所得税法第4条5項2番によると、接待交際費は原則、経費として損金算入が可能です。しかし、接待の理由が個人に帰するものである場合(例:誕生日、勤続XX年祝賀会)は必ずしもこの限りではありません。ミュンスター税務裁判所は、接待交際費の損金算入の可否を接待の理由のみならず、諸々の事情も考慮されるべきであるとの判決を下しました。(2015年5月29日 4K3236E)
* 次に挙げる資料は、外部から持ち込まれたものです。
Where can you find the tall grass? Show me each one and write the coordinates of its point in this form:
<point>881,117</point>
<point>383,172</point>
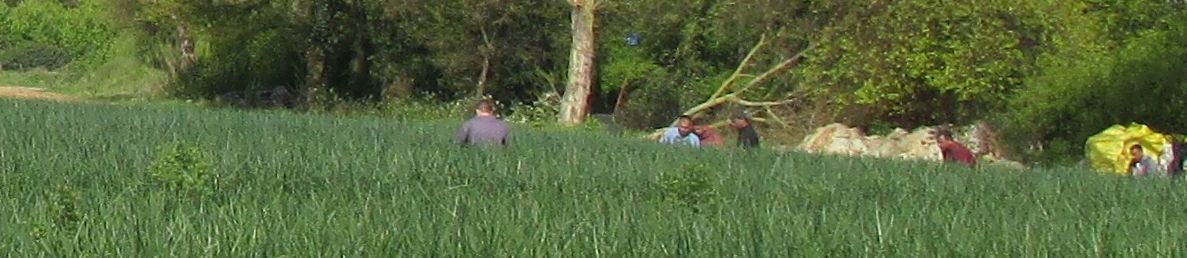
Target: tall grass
<point>290,184</point>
今回争点となっているのは従業員の送別会費です。ミュンスター税務裁判所はこの送別会の開催理由を職務上のものと判断しました。雇用者が変わることを送別会で公にするのは雇用関係の延長上であると解釈されます。
招待客は同僚、上司、もしくは顧客といった会社関係者のみで、親戚、家族、知人、友人が含まれていない点からも、この送別会が個人的理由により開催されたものではないという見解を裁判所は示しています。さらに雇用者が送別会の企画に参画したという事実も通常の私的な送別会とは異なります。
裁判所は、招待客及び会場を決定した従業員を送別会の主催者と見做し、送別会の費用約5,000ユーロに関してはその従業員が確定申告にて給与所得より経費計上できます。